I am facing an issue while configuring rdma and Infiniband on my two nodes. Both of these two nodes are connected and I have installed the recommended software libraries and packages required.
But my port status is down and physical state is Disabled. I tried to enable the state but I get the error of can’t open MAD PORT
ibwarn: [5630] mad_rpc_open_port: can’t open UMAD port ((null):0)
src/ibnetdisc.c:784; can’t open MAD port ((null):0)
/usr/sbin/ibnetdiscover: iberror: failed: discover failed
I have also tried running commands as sudo but still I face the error. Can you guys guide me of what could be the issue ?
Here is my ib_status output:
Infiniband device ‘mlx5_0’ port 1 status:
default gid: fe80:0000:0000:0000:1270:fdff:fe6e:43e0
base lid: 0x0
sm lid: 0x0
state: 1: DOWN
phys state: 3: Disabled
rate: 100 Gb/sec (4X EDR)
link_layer: Ethernet
I figured it out and I am sharing the answers for others to see so the issue was the network interface, you need to see which network interface the Infiniband and check the status.
root@dtn0:~# /etc/init.d/openibd status
HCA driver loaded
Configured Mellanox EN devices:
ens11np0
Currently active Mellanox devices:
The following OFED modules are loaded:
rdma_ucm
rdma_cm
ib_ipoib
mlx5_core
mlx5_ib
ib_uverbs
ib_umad
ib_cm
ib_core
mlxfw
After that, I just assigned Ip and netmask on the interface and I was able to use the interface and reach the network.
root@dtn0:~# ifconfig ens11np0 10.0.0.50/24
1 Like
hi,baka_laowai.I am sorry to trouble. I faced the same problem with you and I have tried to assigned Ip and netmask on the interface, but the port status is still down and physical state is disabled.

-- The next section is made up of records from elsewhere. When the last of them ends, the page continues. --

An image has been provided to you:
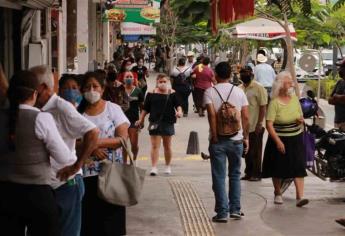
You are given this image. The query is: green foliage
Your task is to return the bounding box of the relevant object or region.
[333,0,345,10]
[306,77,340,99]
[289,0,345,48]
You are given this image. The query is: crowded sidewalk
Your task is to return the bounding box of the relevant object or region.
[123,75,345,236]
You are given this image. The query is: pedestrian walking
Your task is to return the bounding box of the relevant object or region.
[193,57,217,117]
[78,72,129,236]
[328,60,345,131]
[254,53,276,95]
[204,62,249,223]
[186,51,195,68]
[0,71,76,236]
[102,70,129,111]
[170,57,192,117]
[124,72,144,163]
[30,66,98,236]
[262,71,309,207]
[131,58,149,95]
[240,66,267,181]
[136,74,183,176]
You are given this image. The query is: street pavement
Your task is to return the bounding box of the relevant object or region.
[127,72,345,236]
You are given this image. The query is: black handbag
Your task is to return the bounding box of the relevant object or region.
[147,90,170,131]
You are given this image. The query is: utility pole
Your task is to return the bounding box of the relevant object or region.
[66,0,77,70]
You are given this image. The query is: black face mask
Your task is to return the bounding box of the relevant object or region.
[241,74,252,84]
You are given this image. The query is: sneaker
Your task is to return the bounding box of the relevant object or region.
[274,195,283,205]
[248,177,261,182]
[150,167,158,176]
[201,152,210,160]
[212,215,228,223]
[241,175,250,180]
[230,212,244,220]
[164,166,171,175]
[335,219,345,227]
[296,198,309,207]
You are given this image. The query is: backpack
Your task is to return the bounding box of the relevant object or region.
[174,68,189,85]
[213,86,241,137]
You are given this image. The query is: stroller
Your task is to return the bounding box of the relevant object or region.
[281,91,345,193]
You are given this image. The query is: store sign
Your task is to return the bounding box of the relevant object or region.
[111,0,149,8]
[121,22,156,35]
[103,0,160,24]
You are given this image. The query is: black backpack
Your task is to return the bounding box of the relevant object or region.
[174,68,189,85]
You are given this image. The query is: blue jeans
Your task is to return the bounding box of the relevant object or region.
[209,138,243,217]
[55,175,85,236]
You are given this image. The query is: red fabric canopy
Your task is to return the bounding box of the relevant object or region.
[210,0,255,33]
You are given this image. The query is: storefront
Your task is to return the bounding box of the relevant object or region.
[0,0,59,78]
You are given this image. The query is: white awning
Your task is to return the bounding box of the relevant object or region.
[220,18,297,41]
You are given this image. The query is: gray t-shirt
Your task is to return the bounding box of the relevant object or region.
[332,79,345,123]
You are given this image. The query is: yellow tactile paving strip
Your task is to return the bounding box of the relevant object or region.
[137,155,202,161]
[169,179,215,236]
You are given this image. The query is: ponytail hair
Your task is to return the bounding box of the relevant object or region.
[7,71,39,149]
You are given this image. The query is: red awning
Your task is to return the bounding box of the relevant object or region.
[221,18,297,41]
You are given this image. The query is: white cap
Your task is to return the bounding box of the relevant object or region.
[256,53,267,63]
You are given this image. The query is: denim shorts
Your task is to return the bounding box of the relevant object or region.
[149,123,175,136]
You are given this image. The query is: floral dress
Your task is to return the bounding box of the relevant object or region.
[83,102,129,177]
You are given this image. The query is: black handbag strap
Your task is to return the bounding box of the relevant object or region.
[153,89,171,123]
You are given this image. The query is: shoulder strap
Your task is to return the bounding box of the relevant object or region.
[226,85,235,101]
[213,87,225,102]
[158,89,171,122]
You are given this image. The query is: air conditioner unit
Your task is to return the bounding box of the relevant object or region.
[28,39,48,68]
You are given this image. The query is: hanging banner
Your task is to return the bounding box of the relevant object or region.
[110,0,150,8]
[103,0,160,24]
[121,22,156,35]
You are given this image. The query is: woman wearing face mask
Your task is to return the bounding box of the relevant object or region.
[132,58,149,95]
[0,71,76,236]
[78,72,129,236]
[102,72,129,112]
[124,72,144,162]
[117,60,138,86]
[136,74,183,176]
[262,71,309,207]
[59,75,83,107]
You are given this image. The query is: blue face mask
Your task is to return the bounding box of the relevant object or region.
[61,89,83,106]
[125,79,133,85]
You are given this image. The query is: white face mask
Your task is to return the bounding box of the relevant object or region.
[84,90,101,104]
[288,87,295,95]
[157,83,168,91]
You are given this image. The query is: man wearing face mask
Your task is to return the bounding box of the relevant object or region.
[59,75,83,107]
[30,66,99,236]
[240,66,267,181]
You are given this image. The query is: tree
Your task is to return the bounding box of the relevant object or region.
[333,0,345,10]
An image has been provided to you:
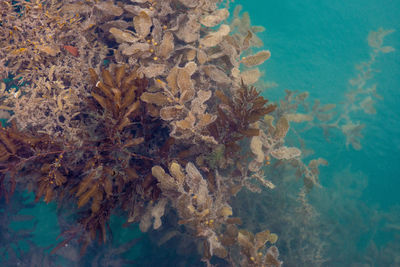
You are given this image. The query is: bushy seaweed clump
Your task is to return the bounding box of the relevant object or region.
[0,0,326,266]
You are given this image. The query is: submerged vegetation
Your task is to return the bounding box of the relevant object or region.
[0,0,391,267]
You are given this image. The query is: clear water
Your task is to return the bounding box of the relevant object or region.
[2,0,400,267]
[241,0,400,266]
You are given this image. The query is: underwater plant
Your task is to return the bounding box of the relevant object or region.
[0,0,350,267]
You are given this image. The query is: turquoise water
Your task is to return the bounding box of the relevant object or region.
[244,0,400,207]
[240,0,400,266]
[0,0,400,267]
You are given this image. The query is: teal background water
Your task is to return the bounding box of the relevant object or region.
[0,0,400,267]
[241,0,400,206]
[241,0,400,266]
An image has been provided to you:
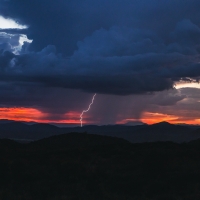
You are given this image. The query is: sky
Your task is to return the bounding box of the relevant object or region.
[0,0,200,125]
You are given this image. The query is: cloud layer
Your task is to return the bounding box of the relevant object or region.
[0,0,200,121]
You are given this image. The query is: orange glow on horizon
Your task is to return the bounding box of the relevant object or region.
[118,112,200,125]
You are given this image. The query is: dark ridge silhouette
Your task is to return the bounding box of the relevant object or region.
[0,133,200,200]
[30,133,129,149]
[0,121,200,143]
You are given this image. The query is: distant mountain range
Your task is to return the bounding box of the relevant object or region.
[0,120,200,143]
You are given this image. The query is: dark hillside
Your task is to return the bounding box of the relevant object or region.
[0,133,200,200]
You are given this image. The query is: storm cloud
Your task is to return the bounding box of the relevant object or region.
[0,0,200,122]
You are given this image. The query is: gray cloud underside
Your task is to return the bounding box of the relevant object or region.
[0,0,200,95]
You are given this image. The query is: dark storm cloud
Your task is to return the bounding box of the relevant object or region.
[0,0,200,54]
[0,0,200,95]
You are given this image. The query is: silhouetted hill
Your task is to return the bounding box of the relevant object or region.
[0,133,200,200]
[30,133,129,149]
[0,119,200,143]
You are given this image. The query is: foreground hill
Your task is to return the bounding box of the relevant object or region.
[0,119,200,143]
[0,133,200,200]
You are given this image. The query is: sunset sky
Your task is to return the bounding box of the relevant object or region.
[0,0,200,125]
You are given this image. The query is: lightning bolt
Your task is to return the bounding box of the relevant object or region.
[80,93,96,127]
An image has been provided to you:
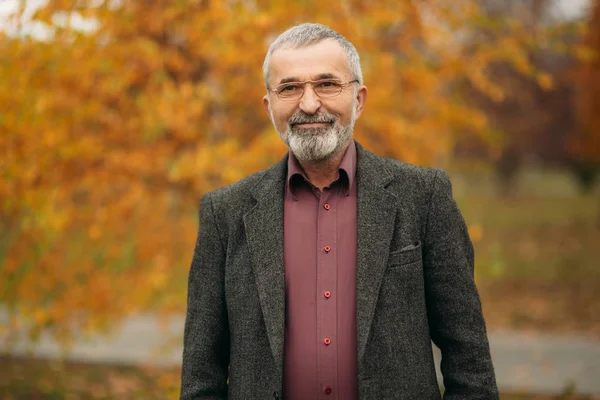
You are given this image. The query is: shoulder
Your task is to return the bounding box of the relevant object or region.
[365,148,448,193]
[203,155,287,213]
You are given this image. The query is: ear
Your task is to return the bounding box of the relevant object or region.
[263,93,273,122]
[356,85,368,119]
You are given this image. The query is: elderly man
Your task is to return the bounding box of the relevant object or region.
[181,24,498,400]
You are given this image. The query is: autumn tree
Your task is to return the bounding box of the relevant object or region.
[0,0,535,339]
[567,0,600,190]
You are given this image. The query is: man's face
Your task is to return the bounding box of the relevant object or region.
[263,39,367,161]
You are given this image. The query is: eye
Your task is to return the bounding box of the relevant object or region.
[279,84,299,93]
[319,81,340,88]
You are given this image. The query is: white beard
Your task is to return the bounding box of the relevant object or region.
[269,104,356,161]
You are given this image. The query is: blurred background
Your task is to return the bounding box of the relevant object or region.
[0,0,600,399]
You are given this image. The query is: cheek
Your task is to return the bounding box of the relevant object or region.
[273,107,294,131]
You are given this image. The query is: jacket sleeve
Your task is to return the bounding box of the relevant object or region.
[423,170,498,400]
[180,194,229,400]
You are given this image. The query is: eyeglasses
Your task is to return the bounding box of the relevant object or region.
[267,79,358,101]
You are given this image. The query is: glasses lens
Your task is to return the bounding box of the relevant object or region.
[277,83,303,100]
[315,80,342,97]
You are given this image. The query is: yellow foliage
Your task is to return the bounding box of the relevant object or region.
[0,0,549,338]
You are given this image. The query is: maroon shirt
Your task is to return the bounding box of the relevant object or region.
[283,141,358,400]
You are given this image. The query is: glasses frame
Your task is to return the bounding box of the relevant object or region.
[267,78,360,101]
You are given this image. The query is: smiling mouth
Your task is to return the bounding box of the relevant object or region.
[292,122,332,129]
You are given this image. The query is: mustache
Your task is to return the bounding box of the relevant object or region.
[288,111,335,126]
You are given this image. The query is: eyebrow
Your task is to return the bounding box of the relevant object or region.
[279,72,340,85]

What’s more, I also tried to enable the state but the MAD PORT can’t open. Could you help me please?
Following are more details:
/etc/init.d/openibd status
HCA driver loaded
Configured Mellanox EN devices:
enp33s0np0
Currently active Mellanox devices:
enp33s0np0
The following OFED modules are loaded:
ib_ipoib
mlx5_core
mlx5_ib
ib_uverbs
ib_umad
ib_cm
ib_core
mlxfw
ibstatus
Infiniband device ‘mlx5_0’ port 1 status:
default gid: fe80:0000:0000:0000:526b:4bff:fe28:4fd0
base lid: 0x0
sm lid: 0x0
state: 4: ACTIVE
phys state: 5: LinkUp
rate: 100 Gb/sec (4X EDR)
link_layer: Ethernet
wrong message:
ibwarn: [329771] mad_rpc_open_port: can’t open UMAD port ((null):1)
ibping: iberror: failed: Failed to open ‘(null)’ port ‘1’